How Peanut Soup Became A Southern Staple

From the time you were in grade school devouring Mom's peanut butter and jelly sandwiches, George Washington Carver was at least mentioned a time or two in history class. A pioneer in sustainable farming practices, he shaped the way early-20th-century Southern cotton farmers implemented crop rotation after boll weevils destroyed their crops, according to the National Peanut Board. Equal parts botanist, inventor, and food scientist, Carver turned to the peanut as a certain saving grace. The board points to many benchmarks that Carver set, but the one you're probably most familiar with is the shelf-stable, nutritional powerhouse: peanut butter.

It's unclear where peanuts originated, but, the National Peanut Board surmises its probable homeland as South America dating 3,500 years ago before making its way to Africa via Spanish explorers. Africans reveled in the legumes' versatility. In fact, Virginia Carolinas Peanuts adds that Africans once regarded the plant as one of the few bearing a soul. The Virginia Marketplace outlines its American heritage starting as American-slave food before free Americans ever knew it as a crop. It was Virginians who first grew America's commercial crops of peanuts in the 1800s, eventually earning its own designation, Virginia Peanuts.

Carver's list of some 300 uses for peanuts spread like the very roots upon which the legumes grew — but, one specific dish would become a Southern staple: peanut soup.

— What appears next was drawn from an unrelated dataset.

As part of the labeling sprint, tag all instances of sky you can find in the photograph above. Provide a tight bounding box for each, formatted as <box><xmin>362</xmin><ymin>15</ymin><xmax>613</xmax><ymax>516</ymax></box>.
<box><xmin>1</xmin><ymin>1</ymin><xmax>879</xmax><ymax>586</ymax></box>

Peanut soup's popularity grew

Akin to white bean soup, peanut soup made its American debut prior to the Carver bulletins, per The Virginia Marketplace. Still, Carver published the largest collection of peanut soup recipes, including a bisque. Texas A&M lists his basic version, which consisted of a roux-like mixture of ground peanuts, flour, and butter cooked with milk for a smooth yet filling soup.

This Southern staple's popularity knew no bounds with recipe interpretations found outside of the South in community cookbooks like one published in 1914 by First Methodist Episcopal Church in Hamilton, Ohio. Meanwhile, it started showing up on restaurant menus such as the one at The Regency Room within Virginia's Hotel Roanoke.

When the luxury hotel reopened in 1939, then chef Fred Brown knew the Virginia peanut needed a place at the table. "If you've been to Hotel Roanoke. You know Peanut Soup. It's a classic," current executive Chef Stephen DeMarco told Tasting Table in an interview, "We have stayed true to the original recipes and it's astonishing how much attention and recipe requests we receive." While DeMarco notes there's no direct connection to Carver's recipe, he recognizes its cultural significance by serving nearly 15 gallons of his vegan version of peanut soup weekly.

Whether you whip up a peanut soup recipe at home, or savor the Southern staple at your favorite restaurant, as Live Kindly notes, "[it's] a way to acknowledge the spiritual and culinary gifts our ancestors gave us." We couldn't agree more!